Первая размолвка была недолгая, — едва сошли с моста, она сама потянула Митю за рукав в знак примиренья. Когда при четвертой встрече она скинула ненавистные ему баретки, он в награду, из почти ледяной воды, добыл ей полураспустившуюся кувшинку. В продолжение лета дети встречались всякий ведреный день, объединив свои пустынные владенья по обоим берегам Кудемы; кроме них, только коршун парил там в высоте да иногда стадо, и то — сторонкой, пробиралось на полдневную дойку… В их распоряжении имелись самые непролазные чащи на свете, загадочные недосказанные тропинки, заколдованный луг, где томилось взаперти, хоть и без стен, зеленоглазое чудо-эхо, шалаши — каменные пещеры… половины не перечтешь по миновании стольких лет!.. Гибкая и нечувствительная к царапинам шалостей. Маша быстро переняла веселую мальчишескую науку — лазать по деревьям, делать пищалки из лугового веха, свистать по-разбойничьи посредством ореховой скорлупки, добывать раков в затоне, когда те забирались погреться на водоросли, ловить кузнечиков и просить у них дегтю. Но самым заветным, кровь цепенящим удовольствием было — незаметно прокрасться по мрачному, ольхой заросшему оврагу к одной полянке с грудами мертвых костей и с криком проскочить ее во весь мах, прежде чем успеет проживавшая там ведьма Козюбра за голые пятки прихватить ребят.
…Осенью Маша покидала Митю в тоске по вешним дням; зиму заполняло ученье… Едва же задувал заветный майский сквозняк, Митя уже подстерегал на мосту свою подругу, и она два лета сряду не обманула его ожиданий. А время мчалось не медленней воды в Кудеме, — выцвела и порвалась в плечах новая васильковая Митина рубаха. Наступал у обоих тот возраст, когда тоскует и мечется душа в поисках подобной себе. Все чаще незнакомое томленье захватывало их врасплох, и вдруг, по извечному закону, им становилось стыдно самих себя. Тогда нестерпимым бременем ощущала она распускающуюся красу, осложнявшую их прежнюю бесхитростную дружбу, а Митю тяготила перешитая из отцовской, хуже всяких лохмотьев, одежда. В обостренной худобе Митина лица, освещаемой короткой вспышкой зрачков, Маша угадывала опасность для себя. Детские игры приобретали новое значение, одновременно манящее и запретное. Уж меньше времени проводили они в беготне, а чаще просто сидели в ельничке, полуприжавшись друг к другу и односложно переговариваясь. Гроза назревала, и набухшая туча жаждала освободиться от своего сокровища…

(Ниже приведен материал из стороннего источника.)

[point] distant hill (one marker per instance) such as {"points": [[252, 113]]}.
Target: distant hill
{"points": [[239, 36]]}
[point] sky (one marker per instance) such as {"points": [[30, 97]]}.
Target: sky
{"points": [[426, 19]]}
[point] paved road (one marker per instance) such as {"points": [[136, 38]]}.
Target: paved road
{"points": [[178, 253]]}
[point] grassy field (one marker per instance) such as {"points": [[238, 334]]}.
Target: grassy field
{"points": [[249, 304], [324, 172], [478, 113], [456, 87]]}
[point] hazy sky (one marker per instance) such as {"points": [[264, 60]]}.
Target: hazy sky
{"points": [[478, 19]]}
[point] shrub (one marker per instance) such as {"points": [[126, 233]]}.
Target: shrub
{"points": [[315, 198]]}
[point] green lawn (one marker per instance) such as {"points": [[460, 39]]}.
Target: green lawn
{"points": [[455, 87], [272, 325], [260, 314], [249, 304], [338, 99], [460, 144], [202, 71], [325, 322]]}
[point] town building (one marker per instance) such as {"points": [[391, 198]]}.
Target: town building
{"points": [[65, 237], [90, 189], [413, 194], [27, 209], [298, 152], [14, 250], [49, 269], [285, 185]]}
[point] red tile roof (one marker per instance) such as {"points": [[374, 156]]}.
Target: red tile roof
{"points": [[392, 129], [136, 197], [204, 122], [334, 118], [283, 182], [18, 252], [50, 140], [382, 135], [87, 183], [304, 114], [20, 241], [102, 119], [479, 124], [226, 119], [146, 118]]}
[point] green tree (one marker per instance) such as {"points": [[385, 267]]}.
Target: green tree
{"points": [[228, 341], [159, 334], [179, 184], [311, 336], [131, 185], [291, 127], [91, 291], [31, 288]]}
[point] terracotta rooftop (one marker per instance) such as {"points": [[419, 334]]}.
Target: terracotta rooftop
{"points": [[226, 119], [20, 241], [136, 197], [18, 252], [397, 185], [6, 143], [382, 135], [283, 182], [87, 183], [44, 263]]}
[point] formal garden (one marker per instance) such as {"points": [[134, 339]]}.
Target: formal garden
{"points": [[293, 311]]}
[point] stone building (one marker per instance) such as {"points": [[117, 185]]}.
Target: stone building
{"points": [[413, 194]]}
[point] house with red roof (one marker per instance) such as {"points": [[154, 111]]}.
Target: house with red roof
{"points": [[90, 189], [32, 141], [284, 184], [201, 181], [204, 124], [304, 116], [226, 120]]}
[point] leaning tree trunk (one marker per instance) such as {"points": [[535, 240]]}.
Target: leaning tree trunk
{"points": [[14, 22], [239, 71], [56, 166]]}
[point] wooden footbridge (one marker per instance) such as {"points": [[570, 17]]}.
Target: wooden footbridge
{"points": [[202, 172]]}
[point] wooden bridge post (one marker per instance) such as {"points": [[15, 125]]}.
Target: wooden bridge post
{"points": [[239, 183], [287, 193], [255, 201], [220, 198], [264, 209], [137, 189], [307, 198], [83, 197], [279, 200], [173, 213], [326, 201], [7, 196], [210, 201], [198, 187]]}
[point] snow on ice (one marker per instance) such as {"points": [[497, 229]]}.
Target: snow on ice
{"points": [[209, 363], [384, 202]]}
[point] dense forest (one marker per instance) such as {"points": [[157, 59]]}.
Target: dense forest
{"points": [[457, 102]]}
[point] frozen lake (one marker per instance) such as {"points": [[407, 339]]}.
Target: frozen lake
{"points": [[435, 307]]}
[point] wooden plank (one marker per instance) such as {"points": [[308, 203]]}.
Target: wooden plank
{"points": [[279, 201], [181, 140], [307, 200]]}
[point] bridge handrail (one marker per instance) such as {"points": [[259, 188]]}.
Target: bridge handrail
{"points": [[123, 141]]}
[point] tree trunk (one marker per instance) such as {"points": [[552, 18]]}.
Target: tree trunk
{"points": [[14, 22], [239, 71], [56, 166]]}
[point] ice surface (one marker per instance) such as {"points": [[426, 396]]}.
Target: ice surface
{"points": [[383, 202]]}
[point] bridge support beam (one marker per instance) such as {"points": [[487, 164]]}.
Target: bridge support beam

Тонкий зной лился в тот вечер с неба, ничтожная ромашка одуряла запахом, как свежая копна. Нечаянный Митин поцелуй сперва напугал Машу, а потом рассмешил. Подобные шалости не поощрялись в Рогове, тем более в патриархальной доломановской семье. Разом встали в памяти неустанные наставления теток: легко утратить девичье достоинство, а там — мазанные дегтем ворота, изгнание из отчего дома, склизкая дорожка на дно… Маша медленно поднялась с травы, одетая в ледок высокомерной насмешки.
— Пойдем отсюда, накрапывает… — сказала она сухо, ловя на ладонь мнимые капли дождя, и у Мити не нашлось ни словца удержать, умолить, разуверить ее.
Оттуда ближе всего в Демятино было через страшные ольховые заросли. Подростки спустились во владения Ко-вюбры и молча двинулись в обратный путь. Ничего там не оказалось, одно лишь конское кладбище в конце, уставленное ржавыми метелками конского же щавеля.
Вместо прежнего ребячьего трепета перед тайной в обоих росло незнакомое еще чувство соперничества, что ли, прежде всего — в бесстрашии. Белые смирные черепа проводили их на прощанье пристальными глазницами… и тотчас же невидимая кукушка в затихшей полдневной листве позади принялась отсчитывать остатние деньки их дружбы… Вскоре Машу вызвали телеграммой в Рогово к занемогшему отцу.